Right along with it is this overwhelming sense of shame and guilt. I'm supposed to be the one people can come to. I'm supposed to be the one who knows how to fix things. I'm not supposed to be the one that messes stuff up, that's not me. Except this time it was. This time I fucked up. This time it was all on my shoulders. And I just didn't know where to go anymore.

And I still don't know where to go with it. So I'm sitting here in front of this computer, writing these words and trying to find something to hold onto that will get me through today.

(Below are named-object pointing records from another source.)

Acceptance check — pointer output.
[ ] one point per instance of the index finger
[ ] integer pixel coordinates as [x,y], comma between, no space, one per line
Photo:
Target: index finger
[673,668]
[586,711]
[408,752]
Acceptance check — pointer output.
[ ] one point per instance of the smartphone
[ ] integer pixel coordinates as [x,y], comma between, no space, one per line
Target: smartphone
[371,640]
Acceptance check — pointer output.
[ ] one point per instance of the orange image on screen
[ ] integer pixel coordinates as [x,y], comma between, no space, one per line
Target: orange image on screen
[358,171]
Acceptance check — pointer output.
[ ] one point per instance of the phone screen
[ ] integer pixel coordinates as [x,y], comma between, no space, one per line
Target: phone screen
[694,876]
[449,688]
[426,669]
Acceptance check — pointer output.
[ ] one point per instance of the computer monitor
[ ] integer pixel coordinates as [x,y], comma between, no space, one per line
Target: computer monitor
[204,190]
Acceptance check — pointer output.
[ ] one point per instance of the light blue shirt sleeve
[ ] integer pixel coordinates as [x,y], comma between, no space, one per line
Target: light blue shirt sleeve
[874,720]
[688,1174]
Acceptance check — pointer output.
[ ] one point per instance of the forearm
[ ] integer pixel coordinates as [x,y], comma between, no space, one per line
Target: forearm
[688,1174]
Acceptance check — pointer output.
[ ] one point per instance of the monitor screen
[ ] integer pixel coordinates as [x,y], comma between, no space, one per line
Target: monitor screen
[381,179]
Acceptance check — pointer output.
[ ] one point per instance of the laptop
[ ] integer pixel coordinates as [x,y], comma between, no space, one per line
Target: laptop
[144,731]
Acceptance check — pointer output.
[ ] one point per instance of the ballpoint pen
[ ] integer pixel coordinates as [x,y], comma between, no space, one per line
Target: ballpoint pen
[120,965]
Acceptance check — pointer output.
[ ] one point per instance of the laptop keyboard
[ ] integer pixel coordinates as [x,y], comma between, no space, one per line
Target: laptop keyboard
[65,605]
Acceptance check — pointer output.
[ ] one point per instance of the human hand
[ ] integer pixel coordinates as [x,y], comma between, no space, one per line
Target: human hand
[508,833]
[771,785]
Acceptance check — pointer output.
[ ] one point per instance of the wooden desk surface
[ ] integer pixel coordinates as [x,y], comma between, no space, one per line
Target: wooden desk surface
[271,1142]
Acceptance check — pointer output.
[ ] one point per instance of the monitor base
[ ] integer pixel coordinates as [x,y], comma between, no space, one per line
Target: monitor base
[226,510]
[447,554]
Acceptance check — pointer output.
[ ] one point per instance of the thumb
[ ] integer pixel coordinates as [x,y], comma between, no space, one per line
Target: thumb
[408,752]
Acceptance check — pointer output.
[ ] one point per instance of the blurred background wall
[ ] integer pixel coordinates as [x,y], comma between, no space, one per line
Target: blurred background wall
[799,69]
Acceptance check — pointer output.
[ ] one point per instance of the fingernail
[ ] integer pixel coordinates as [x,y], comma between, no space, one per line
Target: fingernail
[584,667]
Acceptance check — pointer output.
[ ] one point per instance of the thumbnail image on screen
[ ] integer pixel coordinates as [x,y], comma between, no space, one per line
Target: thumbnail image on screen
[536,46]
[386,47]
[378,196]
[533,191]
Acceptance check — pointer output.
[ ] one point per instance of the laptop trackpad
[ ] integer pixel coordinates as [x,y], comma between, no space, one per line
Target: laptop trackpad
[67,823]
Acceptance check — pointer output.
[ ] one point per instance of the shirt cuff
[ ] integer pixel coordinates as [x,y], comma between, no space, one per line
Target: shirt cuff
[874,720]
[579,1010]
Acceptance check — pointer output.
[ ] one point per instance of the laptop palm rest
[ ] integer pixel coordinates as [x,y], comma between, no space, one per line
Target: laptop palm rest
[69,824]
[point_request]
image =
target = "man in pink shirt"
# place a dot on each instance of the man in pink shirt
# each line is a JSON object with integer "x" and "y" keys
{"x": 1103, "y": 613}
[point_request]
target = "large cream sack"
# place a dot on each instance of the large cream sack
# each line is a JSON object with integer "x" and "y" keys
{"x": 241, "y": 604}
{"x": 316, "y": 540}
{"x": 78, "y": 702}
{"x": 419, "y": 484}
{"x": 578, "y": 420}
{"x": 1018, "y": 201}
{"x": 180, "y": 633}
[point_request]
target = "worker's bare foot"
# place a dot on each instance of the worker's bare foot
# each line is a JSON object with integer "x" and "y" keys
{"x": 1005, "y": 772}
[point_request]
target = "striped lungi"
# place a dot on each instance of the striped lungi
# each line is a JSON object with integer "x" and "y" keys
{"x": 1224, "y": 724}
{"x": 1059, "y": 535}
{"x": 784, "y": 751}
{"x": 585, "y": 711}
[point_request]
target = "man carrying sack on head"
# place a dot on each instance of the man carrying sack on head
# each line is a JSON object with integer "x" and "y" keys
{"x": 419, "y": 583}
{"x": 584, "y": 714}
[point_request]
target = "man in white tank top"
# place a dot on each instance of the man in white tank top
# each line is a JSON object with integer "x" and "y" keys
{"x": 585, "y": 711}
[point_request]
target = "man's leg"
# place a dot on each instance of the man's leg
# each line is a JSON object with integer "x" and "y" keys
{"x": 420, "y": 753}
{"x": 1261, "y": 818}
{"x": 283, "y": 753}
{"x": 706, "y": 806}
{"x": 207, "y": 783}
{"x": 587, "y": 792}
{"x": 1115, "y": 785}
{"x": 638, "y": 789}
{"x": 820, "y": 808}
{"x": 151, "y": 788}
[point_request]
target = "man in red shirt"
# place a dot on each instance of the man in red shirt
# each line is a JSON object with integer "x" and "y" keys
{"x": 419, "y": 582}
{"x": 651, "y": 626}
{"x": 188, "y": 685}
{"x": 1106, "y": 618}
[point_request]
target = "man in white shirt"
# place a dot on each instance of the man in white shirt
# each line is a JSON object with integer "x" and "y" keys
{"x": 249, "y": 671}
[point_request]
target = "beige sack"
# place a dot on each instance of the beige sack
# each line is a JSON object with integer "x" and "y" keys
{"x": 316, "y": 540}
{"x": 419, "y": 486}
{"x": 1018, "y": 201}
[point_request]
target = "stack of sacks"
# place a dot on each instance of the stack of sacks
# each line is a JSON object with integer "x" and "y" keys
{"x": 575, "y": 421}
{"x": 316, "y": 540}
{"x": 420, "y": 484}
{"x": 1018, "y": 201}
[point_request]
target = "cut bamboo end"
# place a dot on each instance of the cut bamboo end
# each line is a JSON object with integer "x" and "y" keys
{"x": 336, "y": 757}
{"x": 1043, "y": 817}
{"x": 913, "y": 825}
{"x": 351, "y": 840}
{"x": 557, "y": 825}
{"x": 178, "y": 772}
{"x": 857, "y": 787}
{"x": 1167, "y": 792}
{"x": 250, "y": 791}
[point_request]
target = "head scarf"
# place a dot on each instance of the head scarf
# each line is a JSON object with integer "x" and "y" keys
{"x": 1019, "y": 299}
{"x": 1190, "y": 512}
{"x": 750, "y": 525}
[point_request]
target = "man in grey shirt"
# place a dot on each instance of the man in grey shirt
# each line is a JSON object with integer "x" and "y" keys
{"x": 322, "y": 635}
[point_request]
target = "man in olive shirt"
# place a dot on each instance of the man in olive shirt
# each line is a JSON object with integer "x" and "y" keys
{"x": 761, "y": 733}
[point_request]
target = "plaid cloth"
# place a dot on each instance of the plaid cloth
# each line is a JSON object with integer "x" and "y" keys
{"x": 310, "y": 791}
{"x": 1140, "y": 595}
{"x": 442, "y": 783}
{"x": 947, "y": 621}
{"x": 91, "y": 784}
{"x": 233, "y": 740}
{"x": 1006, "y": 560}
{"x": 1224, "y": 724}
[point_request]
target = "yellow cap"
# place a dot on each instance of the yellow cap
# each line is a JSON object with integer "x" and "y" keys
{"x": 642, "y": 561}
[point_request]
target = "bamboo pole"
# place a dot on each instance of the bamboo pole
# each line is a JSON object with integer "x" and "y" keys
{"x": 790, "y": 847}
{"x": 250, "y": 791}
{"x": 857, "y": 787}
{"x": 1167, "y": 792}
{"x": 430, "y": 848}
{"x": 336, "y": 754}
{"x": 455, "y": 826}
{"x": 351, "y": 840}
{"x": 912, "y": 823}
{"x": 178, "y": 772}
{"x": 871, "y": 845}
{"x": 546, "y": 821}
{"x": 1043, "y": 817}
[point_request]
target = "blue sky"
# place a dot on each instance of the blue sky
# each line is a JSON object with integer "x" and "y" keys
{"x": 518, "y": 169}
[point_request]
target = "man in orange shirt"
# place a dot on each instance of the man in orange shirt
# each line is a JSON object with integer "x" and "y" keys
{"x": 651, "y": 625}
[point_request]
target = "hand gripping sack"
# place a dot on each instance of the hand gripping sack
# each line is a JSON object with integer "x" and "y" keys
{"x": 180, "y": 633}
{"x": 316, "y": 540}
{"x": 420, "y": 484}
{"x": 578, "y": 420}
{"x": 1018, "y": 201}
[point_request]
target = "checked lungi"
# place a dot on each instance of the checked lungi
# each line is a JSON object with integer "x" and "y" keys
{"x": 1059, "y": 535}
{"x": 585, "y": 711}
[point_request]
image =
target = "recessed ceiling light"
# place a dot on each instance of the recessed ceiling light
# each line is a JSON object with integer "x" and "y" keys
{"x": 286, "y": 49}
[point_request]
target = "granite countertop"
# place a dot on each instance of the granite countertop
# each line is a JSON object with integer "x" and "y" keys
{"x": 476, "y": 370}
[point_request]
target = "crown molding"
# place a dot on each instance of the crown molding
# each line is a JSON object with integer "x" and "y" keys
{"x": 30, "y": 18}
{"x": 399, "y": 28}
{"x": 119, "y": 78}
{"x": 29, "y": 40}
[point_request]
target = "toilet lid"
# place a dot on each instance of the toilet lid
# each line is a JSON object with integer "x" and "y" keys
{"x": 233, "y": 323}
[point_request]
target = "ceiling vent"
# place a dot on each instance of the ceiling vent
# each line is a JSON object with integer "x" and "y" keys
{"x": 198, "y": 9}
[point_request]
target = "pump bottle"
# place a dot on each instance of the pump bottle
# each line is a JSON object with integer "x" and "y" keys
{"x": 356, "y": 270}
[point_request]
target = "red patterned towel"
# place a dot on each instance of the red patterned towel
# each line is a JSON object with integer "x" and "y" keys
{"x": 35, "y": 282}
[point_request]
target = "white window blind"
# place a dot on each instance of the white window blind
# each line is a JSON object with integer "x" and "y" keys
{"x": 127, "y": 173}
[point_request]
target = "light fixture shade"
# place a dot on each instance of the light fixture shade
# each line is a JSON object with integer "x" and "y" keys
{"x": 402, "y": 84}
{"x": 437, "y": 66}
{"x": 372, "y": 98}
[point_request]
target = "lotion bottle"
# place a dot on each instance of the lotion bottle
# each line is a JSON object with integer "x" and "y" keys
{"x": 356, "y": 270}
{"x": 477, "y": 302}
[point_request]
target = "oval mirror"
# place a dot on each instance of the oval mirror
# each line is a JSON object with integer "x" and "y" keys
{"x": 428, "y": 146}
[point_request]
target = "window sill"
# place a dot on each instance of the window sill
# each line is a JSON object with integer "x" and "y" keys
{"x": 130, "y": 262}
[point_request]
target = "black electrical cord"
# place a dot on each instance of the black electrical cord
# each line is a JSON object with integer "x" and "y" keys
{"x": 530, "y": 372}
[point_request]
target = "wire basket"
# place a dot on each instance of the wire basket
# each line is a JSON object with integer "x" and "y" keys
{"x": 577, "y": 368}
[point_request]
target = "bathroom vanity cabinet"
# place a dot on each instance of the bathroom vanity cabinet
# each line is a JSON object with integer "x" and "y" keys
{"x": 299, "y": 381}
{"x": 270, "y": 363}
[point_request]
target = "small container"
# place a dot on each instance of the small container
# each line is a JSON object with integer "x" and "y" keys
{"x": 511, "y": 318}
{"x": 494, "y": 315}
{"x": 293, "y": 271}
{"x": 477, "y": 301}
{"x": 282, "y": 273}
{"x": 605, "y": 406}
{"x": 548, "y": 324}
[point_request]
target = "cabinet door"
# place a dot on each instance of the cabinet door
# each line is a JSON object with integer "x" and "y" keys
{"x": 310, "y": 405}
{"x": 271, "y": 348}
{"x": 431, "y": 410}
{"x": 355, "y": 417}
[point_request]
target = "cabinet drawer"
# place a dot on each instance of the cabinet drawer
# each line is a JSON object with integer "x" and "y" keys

Then I can worry about tomorrow.

1.28.2008

things to do on a monday

(1) Go to court believing that because you're right means someone will listen and take you seriously.

(2) Get slapped in the face with reality and realize that you are an idealistic idiot who has just made a mess of her families life for nothing more than principle.

(3) Sink further into the depression you have been suffocating in for the last two weeks.

(4) swallow a bottle of pills

(5) spend the day at the emergency room drinking activated charcoal and feeling even more depressed and stupid for doing something like that.

(6) get home and deal with the reality that was still waiting for you

(7) go to class


So, how was your monday?

1.23.2008

There's an article out today talking about how consumers are locked into their cell service contracts. It likens the experience to being in jail. I read this article and just sort of grinned. You see, my family is probably one of the only remaining families on the planet without cell phones. We have recently begun discussing the possibility of purchasing a prepaid phone for emergency use, but we aren't even considering a "regular" cell phone.

This article just highlights for me one of the reasons why I don't have a cell phone. As a society we have become complacent about what we allow and how much of it we allow. It has invaded all aspects of our lives. Cell service companies, the cable company, the oil companies...they all have rights that we don't and we have allowed it to continue and even get worse without taking any real action mostly because they provide the things that make our lives EASY.

People don't actually NEED cell phones or cable and I'm living proof that you can survive by car-pooling or taking public transit.

How did it get this bad? And how much more of our lives are we going to concede before we stand up and say, enough is enough?